“If it helps, I have about as much say in this as you do.”
“No, it doesn’t help, and that cannot be true.” My shoulders tensed. Even though he was no longer touching me, the warmth of his palms lingered against my bare skin.
Frustration was an interesting look for him. The spoiled rich boy probably didn’t have a lot of experience dealing with it. He always got whatever he wanted. Royce brushed back the sides of his suit coat as he rested his hands on his hips. It showed off his trim form and the curves of his powerful arms.
Stop looking at him like that.
“Believe what you want, but it’s true,” he said. “I do what I’m told because there’s no alternative. Everything is planned or scheduled. I don’t get to make decisions because my entire fucking life has already been scripted.”
I didn’t want to believe him, but it echoed true. Macalister’s controlling personality was everywhere. My father had told me a story once how his boss had dictated what each staff member would wear during an audit.
Royce’s expression warmed unexpectedly, and his voice dipped low. “But you and me? I was . . . hoping for this outcome.”
Did he think I was stupid? “You literally said ‘either Northcott girl is fine.’”
“I said that to protect you.” His tone was sincere. “It was a lie, Marist. Like I told you last year, I’m not interested in your sister.”
At the memory, the room seemed to grow smaller the longer Royce and I stood alone in it. “Protect me from what?”
He gave a pointed look, as if the answer were obvious.
He was protecting me from his father. I sucked in a breath and matched his gentle tone. “Why?”
“I don’t have time to explain right now. I need your phone. I told them we were exchanging numbers.”
I begrudgingly dug it out of my dress pocket and passed it to him. “Right. Because you should probably have your fiancée’s number.”
He ignored my sarcasm and typed in the new contact, then texted himself from the phone. When done, he held it out to pass it back. Only he used it as an opportunity to jerk me close. His free hand slipped onto my cheek, forcing me to meet his intense gaze.
He was so close, a kiss threatened, and although our lips hadn’t touched, it was powerfully intimate.
“You’re not my fiancée, Marist. Yeah, you made the deal out there, but I haven’t asked you to be my wife.” His gaze roamed across my face, like he was memorizing each detail, before finally ending on my lips. His whispered words brushed over my sensitized skin. “Not yet.”

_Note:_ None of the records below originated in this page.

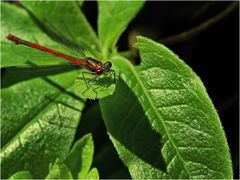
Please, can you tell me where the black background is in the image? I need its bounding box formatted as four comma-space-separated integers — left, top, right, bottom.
80, 1, 239, 178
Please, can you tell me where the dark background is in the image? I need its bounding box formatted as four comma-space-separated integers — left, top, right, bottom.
76, 1, 239, 178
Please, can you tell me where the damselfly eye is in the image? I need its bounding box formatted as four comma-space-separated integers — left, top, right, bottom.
96, 69, 102, 75
104, 61, 112, 68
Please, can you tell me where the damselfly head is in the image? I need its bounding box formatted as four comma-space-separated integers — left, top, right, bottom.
104, 61, 112, 69
96, 61, 112, 75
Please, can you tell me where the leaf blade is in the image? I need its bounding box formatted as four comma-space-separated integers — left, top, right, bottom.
101, 37, 232, 178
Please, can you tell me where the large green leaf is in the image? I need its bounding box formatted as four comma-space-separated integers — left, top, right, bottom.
98, 1, 144, 58
101, 37, 233, 179
100, 79, 167, 179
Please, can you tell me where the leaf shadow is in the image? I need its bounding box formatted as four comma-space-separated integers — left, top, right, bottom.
101, 79, 166, 173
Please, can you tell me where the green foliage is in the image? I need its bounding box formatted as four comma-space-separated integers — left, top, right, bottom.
9, 171, 32, 179
1, 1, 232, 179
101, 37, 232, 179
45, 159, 73, 179
65, 134, 97, 179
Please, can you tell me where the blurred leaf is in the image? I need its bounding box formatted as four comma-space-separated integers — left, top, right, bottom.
65, 134, 94, 179
101, 37, 232, 179
1, 73, 84, 178
45, 159, 73, 179
1, 3, 66, 67
8, 171, 32, 179
93, 140, 131, 179
98, 1, 144, 58
22, 1, 100, 58
1, 64, 76, 88
86, 168, 99, 179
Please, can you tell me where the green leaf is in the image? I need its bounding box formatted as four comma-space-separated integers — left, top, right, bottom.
86, 168, 99, 179
98, 1, 144, 58
8, 171, 32, 179
101, 37, 233, 179
65, 134, 94, 179
1, 69, 84, 178
45, 159, 73, 179
100, 79, 167, 179
22, 1, 100, 58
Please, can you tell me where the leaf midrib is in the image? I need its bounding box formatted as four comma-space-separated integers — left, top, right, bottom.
122, 61, 191, 177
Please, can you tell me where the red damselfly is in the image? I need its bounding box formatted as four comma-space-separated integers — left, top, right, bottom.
7, 34, 115, 95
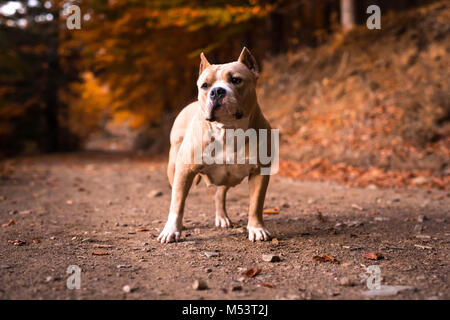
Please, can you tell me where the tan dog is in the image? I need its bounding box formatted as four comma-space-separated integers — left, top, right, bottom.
158, 48, 273, 243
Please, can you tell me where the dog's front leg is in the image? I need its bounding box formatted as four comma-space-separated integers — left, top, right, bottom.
247, 174, 270, 241
214, 186, 231, 228
158, 167, 195, 243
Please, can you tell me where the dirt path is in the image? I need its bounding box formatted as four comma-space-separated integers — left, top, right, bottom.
0, 154, 450, 299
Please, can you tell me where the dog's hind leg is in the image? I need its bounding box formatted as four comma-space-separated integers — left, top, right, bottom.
214, 186, 231, 228
247, 174, 270, 241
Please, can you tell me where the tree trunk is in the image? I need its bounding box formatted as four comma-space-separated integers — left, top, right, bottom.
341, 0, 356, 31
268, 0, 284, 55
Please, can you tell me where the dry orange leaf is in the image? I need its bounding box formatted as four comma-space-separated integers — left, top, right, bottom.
363, 251, 384, 260
263, 208, 280, 214
243, 268, 261, 278
2, 219, 16, 227
261, 282, 273, 288
313, 254, 340, 264
92, 250, 109, 256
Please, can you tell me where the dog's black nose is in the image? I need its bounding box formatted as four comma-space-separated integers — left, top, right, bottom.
209, 87, 227, 100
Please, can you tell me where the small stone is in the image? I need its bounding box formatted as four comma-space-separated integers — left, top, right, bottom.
339, 277, 355, 287
362, 286, 417, 297
205, 251, 219, 258
192, 280, 208, 290
122, 285, 133, 293
262, 254, 281, 262
417, 215, 428, 223
411, 177, 430, 185
147, 190, 163, 198
416, 234, 431, 240
231, 284, 242, 291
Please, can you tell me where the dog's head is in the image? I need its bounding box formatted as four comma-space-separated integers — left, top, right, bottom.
197, 47, 259, 124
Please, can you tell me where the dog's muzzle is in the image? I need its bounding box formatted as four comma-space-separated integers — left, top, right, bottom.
205, 87, 227, 122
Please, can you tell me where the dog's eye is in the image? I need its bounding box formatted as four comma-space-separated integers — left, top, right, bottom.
231, 77, 242, 84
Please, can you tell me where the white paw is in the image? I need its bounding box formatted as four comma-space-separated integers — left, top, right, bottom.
158, 221, 182, 243
247, 226, 270, 242
216, 216, 231, 228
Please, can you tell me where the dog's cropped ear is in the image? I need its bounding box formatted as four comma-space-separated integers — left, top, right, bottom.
198, 52, 210, 75
238, 47, 259, 78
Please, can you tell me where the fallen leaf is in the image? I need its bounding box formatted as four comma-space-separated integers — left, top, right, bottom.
414, 244, 433, 250
8, 239, 26, 246
313, 254, 340, 264
2, 219, 16, 227
263, 208, 280, 214
92, 250, 109, 256
363, 251, 384, 260
242, 268, 261, 278
352, 203, 364, 211
317, 210, 327, 223
261, 282, 273, 288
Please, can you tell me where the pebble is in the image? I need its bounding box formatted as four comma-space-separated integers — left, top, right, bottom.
122, 285, 133, 293
362, 286, 417, 297
339, 277, 356, 287
205, 251, 219, 258
231, 284, 242, 291
147, 190, 163, 198
192, 280, 208, 290
262, 254, 281, 262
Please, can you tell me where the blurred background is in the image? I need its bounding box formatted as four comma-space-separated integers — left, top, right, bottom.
0, 0, 450, 189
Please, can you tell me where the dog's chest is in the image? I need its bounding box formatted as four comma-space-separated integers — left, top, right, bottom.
200, 123, 258, 187
200, 164, 257, 187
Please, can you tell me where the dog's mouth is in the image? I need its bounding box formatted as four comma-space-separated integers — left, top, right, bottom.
205, 98, 244, 122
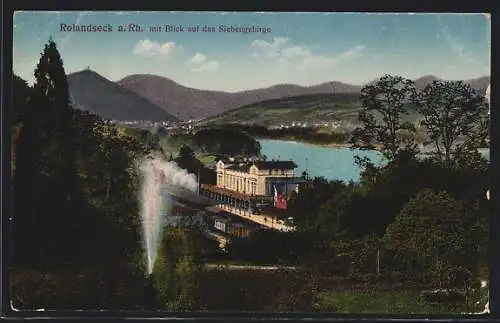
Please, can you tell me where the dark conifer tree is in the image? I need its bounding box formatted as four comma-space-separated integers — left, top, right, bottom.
15, 39, 79, 266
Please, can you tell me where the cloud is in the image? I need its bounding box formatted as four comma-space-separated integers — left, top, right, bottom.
133, 39, 175, 57
186, 53, 219, 72
250, 37, 366, 70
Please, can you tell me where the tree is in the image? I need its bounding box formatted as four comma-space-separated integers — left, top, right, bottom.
14, 39, 80, 268
350, 75, 416, 160
418, 81, 488, 167
384, 189, 478, 287
12, 75, 31, 124
152, 228, 201, 311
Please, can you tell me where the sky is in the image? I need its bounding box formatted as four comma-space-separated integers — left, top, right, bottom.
13, 11, 491, 92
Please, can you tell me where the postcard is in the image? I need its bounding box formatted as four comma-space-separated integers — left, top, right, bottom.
11, 11, 491, 315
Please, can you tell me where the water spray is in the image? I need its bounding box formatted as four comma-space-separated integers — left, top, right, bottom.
139, 155, 198, 275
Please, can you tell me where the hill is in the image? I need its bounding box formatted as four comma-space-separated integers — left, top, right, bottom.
117, 74, 490, 120
199, 93, 418, 125
117, 74, 361, 120
68, 70, 177, 121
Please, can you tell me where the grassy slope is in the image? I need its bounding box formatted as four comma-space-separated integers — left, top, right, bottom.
201, 94, 419, 125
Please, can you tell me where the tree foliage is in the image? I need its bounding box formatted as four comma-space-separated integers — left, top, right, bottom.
152, 228, 202, 311
350, 75, 416, 160
12, 40, 145, 308
418, 81, 488, 167
384, 189, 477, 287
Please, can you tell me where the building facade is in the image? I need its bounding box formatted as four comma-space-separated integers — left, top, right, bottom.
216, 160, 298, 196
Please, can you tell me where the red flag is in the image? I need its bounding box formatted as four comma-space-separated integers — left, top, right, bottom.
276, 194, 288, 210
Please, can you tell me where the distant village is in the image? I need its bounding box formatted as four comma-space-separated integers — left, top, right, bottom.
111, 119, 357, 134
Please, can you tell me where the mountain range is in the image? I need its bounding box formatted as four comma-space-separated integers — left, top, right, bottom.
68, 70, 490, 121
68, 70, 178, 121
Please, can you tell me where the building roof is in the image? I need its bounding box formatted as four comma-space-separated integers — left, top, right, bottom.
214, 216, 231, 223
254, 160, 297, 169
225, 160, 297, 173
227, 163, 252, 173
205, 206, 224, 214
231, 222, 251, 229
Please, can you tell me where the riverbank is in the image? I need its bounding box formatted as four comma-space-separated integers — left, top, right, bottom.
255, 136, 382, 151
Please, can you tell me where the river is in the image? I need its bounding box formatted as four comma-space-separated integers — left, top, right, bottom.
259, 139, 489, 182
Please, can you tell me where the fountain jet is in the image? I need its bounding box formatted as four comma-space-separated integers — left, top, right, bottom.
139, 156, 198, 275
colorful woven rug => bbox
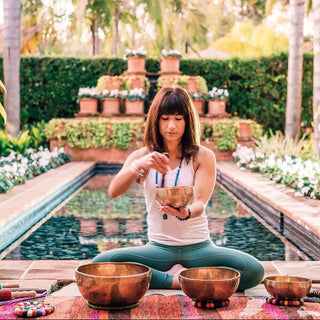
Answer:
[0,295,320,319]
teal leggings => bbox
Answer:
[92,240,264,290]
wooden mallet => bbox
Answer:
[0,289,37,301]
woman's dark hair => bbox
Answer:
[144,86,200,160]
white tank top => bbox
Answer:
[143,159,210,246]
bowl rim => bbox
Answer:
[75,261,151,279]
[263,275,312,285]
[179,267,241,281]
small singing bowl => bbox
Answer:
[75,262,151,309]
[154,187,194,208]
[264,276,312,300]
[179,267,240,302]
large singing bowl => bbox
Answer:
[75,262,151,308]
[179,267,240,301]
[264,276,312,300]
[154,187,194,208]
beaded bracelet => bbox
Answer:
[130,160,144,177]
[13,301,55,318]
[176,208,191,221]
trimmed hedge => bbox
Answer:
[0,54,313,131]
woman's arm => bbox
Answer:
[160,146,216,218]
[108,147,169,198]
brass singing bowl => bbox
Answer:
[264,276,312,300]
[154,187,194,208]
[75,262,151,307]
[179,267,240,301]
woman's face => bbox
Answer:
[159,114,186,142]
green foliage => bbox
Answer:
[255,131,312,159]
[45,118,143,150]
[0,54,313,132]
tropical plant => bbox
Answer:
[101,89,123,99]
[161,49,182,58]
[0,80,7,124]
[255,130,312,159]
[122,88,147,101]
[208,87,229,100]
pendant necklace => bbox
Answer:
[155,157,183,220]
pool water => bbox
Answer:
[5,175,298,261]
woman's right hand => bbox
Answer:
[135,151,169,174]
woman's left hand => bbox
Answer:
[159,206,189,218]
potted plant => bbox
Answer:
[124,75,150,94]
[125,47,146,74]
[96,76,124,92]
[160,50,182,74]
[78,87,100,114]
[0,80,7,124]
[190,92,206,114]
[123,88,147,114]
[102,89,122,115]
[208,87,229,116]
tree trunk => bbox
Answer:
[312,0,320,156]
[3,0,20,137]
[91,19,100,56]
[112,3,120,57]
[285,0,305,139]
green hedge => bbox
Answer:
[0,54,313,131]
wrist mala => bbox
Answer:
[176,208,191,221]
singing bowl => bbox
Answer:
[179,267,240,301]
[264,276,312,300]
[75,262,151,307]
[154,187,194,208]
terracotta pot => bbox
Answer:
[239,121,252,140]
[102,98,120,115]
[126,99,144,114]
[127,56,146,73]
[208,99,227,116]
[192,99,205,114]
[106,76,122,91]
[79,98,98,113]
[187,77,198,93]
[160,57,180,73]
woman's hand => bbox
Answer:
[135,151,169,174]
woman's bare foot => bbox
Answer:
[167,264,186,289]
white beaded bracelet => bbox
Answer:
[130,160,144,177]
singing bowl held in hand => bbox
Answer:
[154,187,194,208]
[179,267,240,302]
[264,276,312,300]
[75,262,151,308]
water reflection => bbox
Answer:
[6,175,304,261]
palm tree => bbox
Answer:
[3,0,20,137]
[312,0,320,156]
[285,0,305,139]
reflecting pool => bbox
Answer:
[5,175,299,261]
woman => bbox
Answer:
[92,87,264,290]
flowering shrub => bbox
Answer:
[78,87,100,99]
[0,147,71,193]
[125,47,147,58]
[122,88,147,101]
[208,87,229,100]
[161,49,182,58]
[102,89,123,99]
[233,145,320,199]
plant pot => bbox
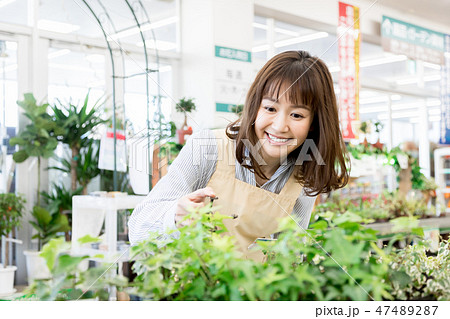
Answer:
[23,250,51,284]
[0,264,17,297]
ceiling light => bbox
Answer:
[48,63,95,72]
[48,49,70,60]
[38,20,80,33]
[359,106,387,114]
[136,40,177,51]
[359,96,389,104]
[0,0,16,8]
[273,28,299,37]
[395,74,441,85]
[0,0,16,8]
[274,32,328,48]
[252,44,269,53]
[423,62,441,70]
[359,55,408,68]
[253,22,267,30]
[108,17,178,41]
[0,64,17,73]
[84,54,105,63]
[409,115,441,124]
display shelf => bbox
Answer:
[364,216,450,235]
[72,195,145,262]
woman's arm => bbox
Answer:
[128,130,217,244]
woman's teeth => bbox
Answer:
[266,132,289,143]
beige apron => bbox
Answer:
[207,129,302,261]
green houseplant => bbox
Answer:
[52,92,106,191]
[9,93,65,206]
[0,193,25,295]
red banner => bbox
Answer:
[338,2,361,139]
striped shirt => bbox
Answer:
[128,130,316,244]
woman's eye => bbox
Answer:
[264,106,275,112]
[292,113,304,119]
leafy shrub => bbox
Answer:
[390,240,450,300]
[131,207,391,300]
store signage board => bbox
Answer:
[381,16,444,65]
[439,34,450,144]
[337,2,361,140]
[214,45,253,112]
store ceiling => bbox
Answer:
[383,0,450,26]
[0,0,442,126]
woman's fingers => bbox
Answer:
[175,187,216,227]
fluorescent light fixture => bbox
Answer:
[253,22,267,30]
[48,63,95,72]
[273,32,328,48]
[136,40,177,51]
[0,64,17,73]
[359,55,408,68]
[359,96,389,104]
[328,65,341,73]
[38,20,80,33]
[252,44,269,53]
[253,22,299,37]
[395,74,441,85]
[409,115,441,124]
[273,28,299,37]
[84,54,105,63]
[0,0,16,8]
[423,62,441,70]
[108,17,178,41]
[359,106,387,114]
[6,41,17,51]
[48,49,70,60]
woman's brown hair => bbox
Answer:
[227,51,348,196]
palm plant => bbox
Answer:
[49,139,100,195]
[52,92,106,190]
[9,93,65,206]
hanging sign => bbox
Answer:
[439,34,450,144]
[214,45,252,112]
[337,2,361,139]
[98,128,127,172]
[381,16,444,65]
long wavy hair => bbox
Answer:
[226,51,349,196]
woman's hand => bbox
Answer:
[175,187,216,227]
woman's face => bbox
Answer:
[254,90,312,165]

Was he talking about proposing?
Or kissing me?
He carried out neither threat. Instead, he abruptly released me, and my body was bereft in his absence. Everything was off-balance. And like he’d done last time we’d been alone, he turned on his heel and was out the door before I could utter a word.
Numbness took up residence in my heart that afternoon after the Hales left.
Emily cried as she told our parents she thought she was pregnant, but her shame at disappointing them shifted to fear as they confessed how much financial trouble we were in. I emulated Royce and sat eerily still on the patterned couch in the front room, an emotionless expression slathered on my face like the makeup I’d been asked to wear.
It was the first time I’d seen my father break down, and it was unnerving. Once again, I didn’t want him to surrender so quickly. Why didn’t he fight or defend himself?
Horror splashed across Emily’s face as my mother explained—in between her choked sobs—the deal I’d made with Macalister to try to save us. My sister leaned across the couch and seized my hand in a vise-like grip. “Marist, no. You can’t marry him.”
My voice was detached. “Sure, I can.”
My lack of emotion only increased hers, and panic flooded her face. “No.”
“Why not?”
She glanced at our parents before returning her focus to me. “You don’t love him, and he’s a Hale. They can’t love anyone but themselves.”
Was that true? Was Royce capable of loving another person, or was he Narcissus? In the myth, he’d refused all others and wasted away staring at the only thing he’d been cursed to love—his own reflection.
“There are worse things than marrying Royce Hale,” I said.
“Like what?” she snapped.
I lost the reins on my emotions for a moment. “Oh, I don’t know. Being pregnant and homeless?”
Her eyes went white from the pain I’d inflicted, then filled with tears.
“Shit.” Shame poured onto my shoulders, weighing me down. “I’m sorry, I didn’t mean—”
Emily shook her head, silencing me as she brushed the tears away that had collected in her eyes. I didn’t want to be mean. I understood everyone was fragile, but we didn’t have time to sit around feeling sorry for ourselves. My parents had squandered that time just as they had their money.